Vaniver comments on Open thread 7th september - 13th september - Less Wrong Discussion
You are viewing a comment permalink. View the original post to see all comments and the full post content.
You are viewing a comment permalink. View the original post to see all comments and the full post content.
Comments (146)
So, I don't think this works all that well because of the difference between "what is the most effective plan to get me a cheeseburger?" and "make me a cheeseburger." It seems relatively easy to get planning software that terminates on a simple, non-extreme plan that makes you a cheeseburger, and relatively hard to get planning software that terminates on the most effective plan to get you a cheeseburger (while remaining non-extreme).
I think the most mainstream-acceptable approach is to start with a discussion of the principal-agent problem, and then discuss how "self-interest" can be generalized to deal with "limited information" or limited communication ability. Even in the case where an agent wants to be perfectly aligned with the principal, any difference between the agent's understanding of the principal's goals and the principal's understanding of those goals is problematic.
The value alignment problem, it seems to me, has two parts that actually might collapse to just one part: first, how do we communicate values in such a way that the principal can trust that the agent will do what the principal actually wants, second, how do we have a system of values and meta-values that remains stable under self-modification. (If later versions of an self-modifying system are the agent and the earlier versions are the principal, this might be a subset of the first problem; but it also might have features that require separate treatment.)
It's not clear to me that it helps to point out that it is Very Bad to get the problem wrong. This might be the sort of desperation that actually diminishes rather than increases interest in the problem.
Yeah, I see now that the story doesn't work very well. It's unrealistic that an ad hoc AI designed for answering human questions would manage a coherent takeoff on the first try, without failing miserably due to some flaws in architecture or self-modeling. In all likelihood, making an AI take off without tripping over itself is a hard engineering problem that you can't solve by accident. That seems like a new argument against this particular kind of doomsday scenario. I need to think about it.
If it terminates as soon as it hits a plan that achieves the goal, and the possible actions are ordered in terms of how extreme they are, then increasing the available resources can't cause trouble, but increasing the available options can (because your ordering might go from correct to incorrect).
In general optimization terms, this is the difference between local optimum solutions and global optimum solutions. If you have a reasonable starting point and use gradient descent, to end up at a reasonable ending point you only need the local solution space to be reasonable because the total distance you'll travel is likely to be short (relative to the solution space and dependent on its topology, of course). If you have a global optimum solution, you need the entire solution space to be reasonable.

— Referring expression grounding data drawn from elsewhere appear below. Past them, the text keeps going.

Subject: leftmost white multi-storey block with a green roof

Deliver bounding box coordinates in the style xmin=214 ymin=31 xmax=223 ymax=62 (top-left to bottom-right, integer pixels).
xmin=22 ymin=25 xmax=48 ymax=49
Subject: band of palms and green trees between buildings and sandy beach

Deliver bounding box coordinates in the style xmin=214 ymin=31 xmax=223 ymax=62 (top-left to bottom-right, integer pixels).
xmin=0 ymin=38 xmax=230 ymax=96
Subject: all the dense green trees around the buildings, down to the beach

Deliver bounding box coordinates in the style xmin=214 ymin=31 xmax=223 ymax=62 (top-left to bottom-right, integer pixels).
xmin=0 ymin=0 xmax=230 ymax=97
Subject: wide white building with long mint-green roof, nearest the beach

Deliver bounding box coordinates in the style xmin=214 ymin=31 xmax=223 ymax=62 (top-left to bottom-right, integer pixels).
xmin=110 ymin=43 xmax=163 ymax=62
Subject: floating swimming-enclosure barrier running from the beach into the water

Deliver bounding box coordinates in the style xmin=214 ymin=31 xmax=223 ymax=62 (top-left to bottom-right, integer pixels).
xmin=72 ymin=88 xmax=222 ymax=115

I've since edited the previous comment to agree with you in principle, but I think this particular objection doesn't really work.
Let's say Lawrence asks the AI to get him a cheeseburger with probability at least 90%. The AI can't use its usual plan because the local burger place is closed. It picks the next simplest plan, which involves using a couple more computers for additional planning and doesn't specify any further details. These computers receive the subgoal "maximize the probability no matter what", because it's slightly simpler mathematically than capping it at 90%, and doesn't have any downside from the POV of the original goal.

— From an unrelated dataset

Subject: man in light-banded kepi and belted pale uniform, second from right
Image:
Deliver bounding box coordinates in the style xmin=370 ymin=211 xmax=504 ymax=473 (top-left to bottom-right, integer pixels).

If you want the AI to avoid such plans, it needs to have a concept of "non-extreme" that agrees with our intuitions more reliably. As far as I understand, that's pretty much the friendly AI problem.
I think it's simpler, but not by much. Instead of knowing both the value and cost of everything, you just need to know the cost of everything. (The 'actual' cost, that is, not the full economic cost, which by including opportunity cost includes the value problem.) You could probably get away with an approximation of the cost, though a guarantee like "at least as high as the actual cost" is probably helpful.
So if Lawrence says "I'll pay up to $10 for a hamburger," either it can find a plan that provides Lawrence a hamburger for less than $10 (gross cost, not net cost), or it says "sorry, can't find anything at that price range."
I think there's a huge amount of work to get there--you have to have an idea of 'gross cost' that matches up well enough with our intuitions, which is an intuition-encoding problem and thus hard. (If it tweets at the local burger company to get a coupon for a free burger, what's the cost?)